A beautiful rendering of the Artemision in Ephesus
Los 292
Claudius, 41-54. Cistophorus (Silver, 27 mm, 11.08 g, 6 h), Ephesus, circa 41-42. TI•CLAVD CAES•AVG Bare head of Claudius to left. Rev. DIAN - EPHE Tetrastyle temple on podium of four steps, enclosing cult statue of Diana of Ephesus with polos on head and fillets hanging from wrists; pediment decorated with two figures flanking large disk set on central table, and two tables and recumbant figures in angles. BMC 229. Cohen 30. RIC 118. RPC I 2222. A lovely example with very attractive toning and a bold portrait. Minor flan crack, otherwise, about extremely fine.

From the collection of Regierungsrat Dr. iur. Hans Krähenbühl, ex Kurpfälzische Münzhandlung XIV, 31 May-2 June 1978, 159 (with a photocopy of the correspondence between Dr. Leo Mildenberg and Dr. Hans Krähenbühl regarding the acquisition of this coin enclosed).

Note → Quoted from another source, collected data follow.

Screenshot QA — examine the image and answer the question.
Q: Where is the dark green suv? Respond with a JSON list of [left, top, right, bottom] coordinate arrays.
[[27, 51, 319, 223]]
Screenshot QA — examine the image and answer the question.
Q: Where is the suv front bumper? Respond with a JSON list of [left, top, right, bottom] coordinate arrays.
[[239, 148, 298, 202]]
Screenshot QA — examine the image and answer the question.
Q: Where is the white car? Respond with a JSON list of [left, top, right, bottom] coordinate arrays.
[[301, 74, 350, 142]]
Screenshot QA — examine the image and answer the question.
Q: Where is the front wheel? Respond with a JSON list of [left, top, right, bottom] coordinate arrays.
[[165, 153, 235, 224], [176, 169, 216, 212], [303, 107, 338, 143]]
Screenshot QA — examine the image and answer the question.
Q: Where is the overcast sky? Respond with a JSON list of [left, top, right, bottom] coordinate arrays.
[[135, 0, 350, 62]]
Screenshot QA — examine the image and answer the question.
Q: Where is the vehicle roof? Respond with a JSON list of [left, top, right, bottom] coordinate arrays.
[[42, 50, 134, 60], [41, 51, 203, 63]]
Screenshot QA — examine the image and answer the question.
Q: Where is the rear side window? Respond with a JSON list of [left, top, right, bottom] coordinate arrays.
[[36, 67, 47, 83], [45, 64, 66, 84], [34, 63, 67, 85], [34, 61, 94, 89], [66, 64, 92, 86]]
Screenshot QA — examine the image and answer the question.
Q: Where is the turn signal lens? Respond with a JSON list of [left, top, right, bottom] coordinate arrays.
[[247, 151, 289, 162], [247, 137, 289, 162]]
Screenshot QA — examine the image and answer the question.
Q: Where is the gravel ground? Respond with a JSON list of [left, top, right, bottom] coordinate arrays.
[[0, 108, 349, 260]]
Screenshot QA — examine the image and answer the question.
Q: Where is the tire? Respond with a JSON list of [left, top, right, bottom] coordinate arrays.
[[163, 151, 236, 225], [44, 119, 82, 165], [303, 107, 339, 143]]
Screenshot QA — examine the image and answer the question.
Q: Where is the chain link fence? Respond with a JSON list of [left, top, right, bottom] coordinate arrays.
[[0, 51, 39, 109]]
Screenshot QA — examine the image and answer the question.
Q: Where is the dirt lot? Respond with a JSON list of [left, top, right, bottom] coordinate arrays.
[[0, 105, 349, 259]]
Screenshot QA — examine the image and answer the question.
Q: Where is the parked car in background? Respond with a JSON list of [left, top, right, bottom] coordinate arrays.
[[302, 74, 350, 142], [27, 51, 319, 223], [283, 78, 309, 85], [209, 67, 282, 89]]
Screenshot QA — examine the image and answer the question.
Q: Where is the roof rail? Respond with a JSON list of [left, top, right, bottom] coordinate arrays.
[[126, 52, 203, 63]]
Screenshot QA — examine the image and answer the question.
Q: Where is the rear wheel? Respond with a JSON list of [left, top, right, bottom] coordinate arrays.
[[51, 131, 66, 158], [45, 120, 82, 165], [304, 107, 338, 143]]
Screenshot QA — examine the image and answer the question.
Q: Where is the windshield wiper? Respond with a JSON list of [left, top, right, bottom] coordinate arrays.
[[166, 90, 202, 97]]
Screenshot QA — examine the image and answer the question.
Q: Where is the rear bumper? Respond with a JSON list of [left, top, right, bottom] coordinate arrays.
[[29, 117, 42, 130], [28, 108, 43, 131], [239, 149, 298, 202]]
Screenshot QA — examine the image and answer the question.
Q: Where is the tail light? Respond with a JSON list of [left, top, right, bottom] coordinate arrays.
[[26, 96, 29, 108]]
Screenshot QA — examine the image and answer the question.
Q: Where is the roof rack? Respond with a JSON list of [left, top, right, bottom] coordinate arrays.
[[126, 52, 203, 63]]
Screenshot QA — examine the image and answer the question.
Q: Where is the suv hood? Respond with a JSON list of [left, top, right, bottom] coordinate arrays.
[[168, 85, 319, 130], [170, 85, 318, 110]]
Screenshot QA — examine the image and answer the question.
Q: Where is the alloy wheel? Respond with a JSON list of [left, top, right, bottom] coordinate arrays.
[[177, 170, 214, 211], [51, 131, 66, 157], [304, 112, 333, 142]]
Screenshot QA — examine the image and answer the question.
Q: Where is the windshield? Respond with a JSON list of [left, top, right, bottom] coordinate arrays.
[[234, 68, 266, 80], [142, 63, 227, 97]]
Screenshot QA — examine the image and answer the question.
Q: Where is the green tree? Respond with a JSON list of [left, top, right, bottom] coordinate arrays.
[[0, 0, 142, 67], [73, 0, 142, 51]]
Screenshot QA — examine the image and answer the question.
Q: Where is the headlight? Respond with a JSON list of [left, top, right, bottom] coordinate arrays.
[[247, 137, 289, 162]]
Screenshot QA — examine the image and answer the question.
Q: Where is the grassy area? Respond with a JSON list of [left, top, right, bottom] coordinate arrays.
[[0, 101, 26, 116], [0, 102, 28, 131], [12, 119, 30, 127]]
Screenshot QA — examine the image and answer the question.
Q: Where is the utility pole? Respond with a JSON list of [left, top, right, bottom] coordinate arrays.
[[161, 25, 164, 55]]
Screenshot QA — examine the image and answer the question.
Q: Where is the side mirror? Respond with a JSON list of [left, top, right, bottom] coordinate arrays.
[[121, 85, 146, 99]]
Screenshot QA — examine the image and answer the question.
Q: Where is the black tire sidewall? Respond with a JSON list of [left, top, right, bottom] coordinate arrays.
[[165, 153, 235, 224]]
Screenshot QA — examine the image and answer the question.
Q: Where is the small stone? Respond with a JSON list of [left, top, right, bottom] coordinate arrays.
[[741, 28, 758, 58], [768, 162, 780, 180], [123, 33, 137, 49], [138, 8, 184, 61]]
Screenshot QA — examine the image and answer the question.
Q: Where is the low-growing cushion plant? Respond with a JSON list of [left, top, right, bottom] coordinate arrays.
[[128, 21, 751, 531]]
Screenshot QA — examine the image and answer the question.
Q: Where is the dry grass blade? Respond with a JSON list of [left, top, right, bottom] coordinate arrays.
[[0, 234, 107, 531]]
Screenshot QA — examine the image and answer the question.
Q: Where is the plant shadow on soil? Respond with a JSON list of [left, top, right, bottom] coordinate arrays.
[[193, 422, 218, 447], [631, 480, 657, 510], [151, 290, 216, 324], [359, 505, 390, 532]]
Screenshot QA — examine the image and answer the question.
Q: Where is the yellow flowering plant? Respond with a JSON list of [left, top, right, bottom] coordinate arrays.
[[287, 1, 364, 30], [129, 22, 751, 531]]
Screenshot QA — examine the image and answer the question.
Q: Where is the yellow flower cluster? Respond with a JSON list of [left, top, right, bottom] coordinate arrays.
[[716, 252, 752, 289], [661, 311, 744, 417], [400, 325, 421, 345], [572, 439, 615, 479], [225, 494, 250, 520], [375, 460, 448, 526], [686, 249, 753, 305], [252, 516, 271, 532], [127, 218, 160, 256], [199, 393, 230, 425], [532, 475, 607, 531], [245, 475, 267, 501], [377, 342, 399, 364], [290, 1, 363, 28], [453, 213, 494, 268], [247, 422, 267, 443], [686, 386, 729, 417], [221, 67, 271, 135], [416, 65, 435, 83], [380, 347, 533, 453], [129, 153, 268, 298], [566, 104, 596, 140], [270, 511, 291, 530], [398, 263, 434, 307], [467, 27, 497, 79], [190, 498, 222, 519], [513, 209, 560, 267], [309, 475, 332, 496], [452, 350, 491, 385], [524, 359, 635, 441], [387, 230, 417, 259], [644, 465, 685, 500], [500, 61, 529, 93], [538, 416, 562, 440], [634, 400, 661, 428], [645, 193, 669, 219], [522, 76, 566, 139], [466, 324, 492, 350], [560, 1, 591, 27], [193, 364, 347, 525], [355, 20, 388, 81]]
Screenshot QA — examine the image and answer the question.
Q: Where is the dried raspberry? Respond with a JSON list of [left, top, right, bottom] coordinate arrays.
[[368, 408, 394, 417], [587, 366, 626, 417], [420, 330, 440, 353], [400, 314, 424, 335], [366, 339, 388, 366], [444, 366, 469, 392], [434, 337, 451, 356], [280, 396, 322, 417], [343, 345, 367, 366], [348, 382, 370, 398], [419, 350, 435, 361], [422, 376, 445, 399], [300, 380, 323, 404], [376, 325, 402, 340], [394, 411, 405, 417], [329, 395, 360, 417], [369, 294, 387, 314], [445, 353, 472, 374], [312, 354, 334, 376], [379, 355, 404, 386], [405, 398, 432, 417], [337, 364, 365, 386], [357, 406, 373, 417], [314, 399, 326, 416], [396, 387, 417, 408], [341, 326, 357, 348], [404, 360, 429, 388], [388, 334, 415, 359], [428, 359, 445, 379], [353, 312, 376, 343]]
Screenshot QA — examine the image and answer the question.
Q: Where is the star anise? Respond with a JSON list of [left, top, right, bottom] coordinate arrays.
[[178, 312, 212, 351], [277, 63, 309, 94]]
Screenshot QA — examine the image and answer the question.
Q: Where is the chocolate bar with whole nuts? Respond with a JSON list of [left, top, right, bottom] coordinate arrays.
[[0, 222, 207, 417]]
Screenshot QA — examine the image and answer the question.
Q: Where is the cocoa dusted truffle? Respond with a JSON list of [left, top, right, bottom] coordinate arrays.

The Ephesian Temple of Diana, better known as the Artemision, was one of the largest Greek temples ever to be built. It was reconstructed in the 4th and 3rd centuries BC after having been burnt down by Herostratos in 356, and was considered by Antipatros of Sidon to be the crown of the Seven Wonders of the Ancient World. Great festivities and processions surrounded the cult of Artemis Ephesia, attracting large crowds of visitors and pilgrims from all over the Graeco-Roman world. The famous passage in the Acts of the Apostles, in which the silversmith Demetrius, feeling threatened by Paul's sermons against the worship of devotional objects, gives a speech against the apostle, is evidence of the popularity of the cult and its great economical importance to the local community: 'You know, my friends, that we receive a good income from this business. And you see and hear how this fellow Paul has convinced and led astray large numbers of people here in Ephesus and in practically the whole province of Asia. He says that gods made by human hands are no gods at all. There is danger not only that our trade will lose its good name, but also that the temple of the great goddess Artemis will be discredited; and the goddess herself, who is worshiped throughout the province of Asia and the world, will be robbed of her divine majesty.' (Acts 19,25-27).

Paul was saved from the raging Ephesian mob by a friend, but the Artemision was burned down some two hundred years later by Gothic raiders and abandoned in late Antiquity. Most of the columns and stones were used as spolia in late Roman and early Byzantine churches such as the Hagia Sophia in Constantinople. The site of the Artemision today is basically a large swampy hole in the ground, dug up by its excavators in the 19th century, which since became overgrown with grass: to the modern visitors, little recalls the original monumentality and beauty of the sanctuary as we know it from historiographical descriptions and artistic renderings, such as that on our coin.